But this feels like too many if-statments. And it doesn’t really sort things that well.

I want to treat each uint4 as a really big number, basically. Using this algorith, some sample output is :

for (int i = 0; i < hf.size(); ++i)
{
const uint4 x = hf[i];
std::cout << x.x << x.y << x.z << x.w << std::endl;
}
=>
1297995717402077544712960039091296003909
1871294381966247556202119643202119643 // shouldn't this value be "smaller"?
1871294381966247556202119643202119643
1896240623155948283137955853523795585352
2049656309427418867014147655021414765502
2049656309427418867014147655021414765502
2190441536208074642621427028732142702873
2443920497413065313011105256511110525651
254049324260073726413352427991335242799
3640923726229267969420487107022048710702
3774043292342266168324004503752400450375
3774043292342266168324004503752400450375

All I really need out of this algorithm is to keep like entries next to each other so I guess the order doesn’t really matter but I’m not a particularly large fan of what my comparator is doing at the moment.

default behavior of std::cout << of a uint quantity isn’t going to print leading zeros, right?

That could possibly explain your “apparently misordered” output. I’m pretty sure you can modify that with some precursor code for std::cout

I’m pretty sure this statement is redundant:

if (lhs.w == rhs.w)
{
return false;
}

and could simply be deleted with no functional change, but the compiler might already be doing that for you.

And even if a vector type for unsigned long long is not available (not sure if it is) you could play around with recasting of the uint4 into a sequence of two unsigned long long quantities, and reduce your functor from 4 levels of testing to 2. Whether that is worth it performance-wise, I don’t know. This last suggestion will depend on a proper little-endian storage order in .x, .y, .z, .w

It is not really clear to me how you would like the uint4 variables to be ordered. Is the intention to treat each uint4 as an unsigned 128-bit integer and order accordingly? If so, the easiest way would be to perform a 128-bit integer subtraction and examine the carry-out of the result. You could use the following code for 128-bit integer addition as a starting point:

njuffa, I’ll have to look into your solution a bit later but it seems promising. I can’t believe I actually have a need for learning some assembly. This is the first time for me and it seems really, really cool.
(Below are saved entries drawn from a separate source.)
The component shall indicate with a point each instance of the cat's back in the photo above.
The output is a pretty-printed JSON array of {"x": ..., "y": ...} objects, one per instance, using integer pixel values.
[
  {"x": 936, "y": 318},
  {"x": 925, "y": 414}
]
One can perform a 128-bit integer subtraction at C level, but it will not be nearly as efficient as when using inline PTX since C/C++ do not have a native notion of a carry flag. You may want to give this a try:

/* .x = least significant bits, .w = most significant bits */
typedef uint4 my_uint128_t;
/* uint128_lt determines whether argument 'a' is less than argment 'b'
returns 0 if a >= b, 1 if a < b
*/
__device__ int uint128_lt (my_uint128_t a, my_uint128_t b)
{
int res;
asm (".reg .u32 tmp;\n\t"
"sub.cc.u32 tmp, %1, %5;\n\t"
"subc.cc.u32 tmp, %2, %6;\n\t"
"subc.cc.u32 tmp, %3, %7;\n\t"
"subc.cc.u32 tmp, %4, %8;\n\t"
"subc.u32 %0, 0, 0;\n\t" // capture carry out: 0 or 0xffffffff
"and.b32 %0, %0, 1;\n\t" // create clean boolean
: "=r"(res)
: "r"(a.x), "r"(a.y), "r"(a.z), "r"(a.w),
"r"(b.x), "r"(b.y), "r"(b.z), "r"(b.w));
return res;
}

If the keys are effectively uniformly distributed, the first word is enough to distinguish ordering with an exception of only 1 in 4 billion. So optimize for that case instead of doing expensive 128 bit subtractions every single time. You’ll rarely get divergence (like less than one in a billion times!) so there’s less worry about the ugly chain of tests.

This is a cleaner way to write the comparison function. It’s about the same efficiency, but looks nicer.

__host__ __device__ bool operator()(const uint4 &lhs, const uint4 &rhs) const
{
if (lhs.x < rhs.x) return true;
if (lhs.x > rhs.x) return false;
if (lhs.y < rhs.y) return true;
if (lhs.y > rhs.y) return false;
if (lhs.z < rhs.z) return true;
if (lhs.z > rhs.z) return false;
return lhs.w<rhs.w;
}

Excellent advice. I now recall optimizing code this way back in the early x86 days when arithmetic operations had to be synthesized from 16-bit machine instructions, but apparently I had completely forgotten about this important probability aspect!

I assume by “first word” you mean “most significant word”.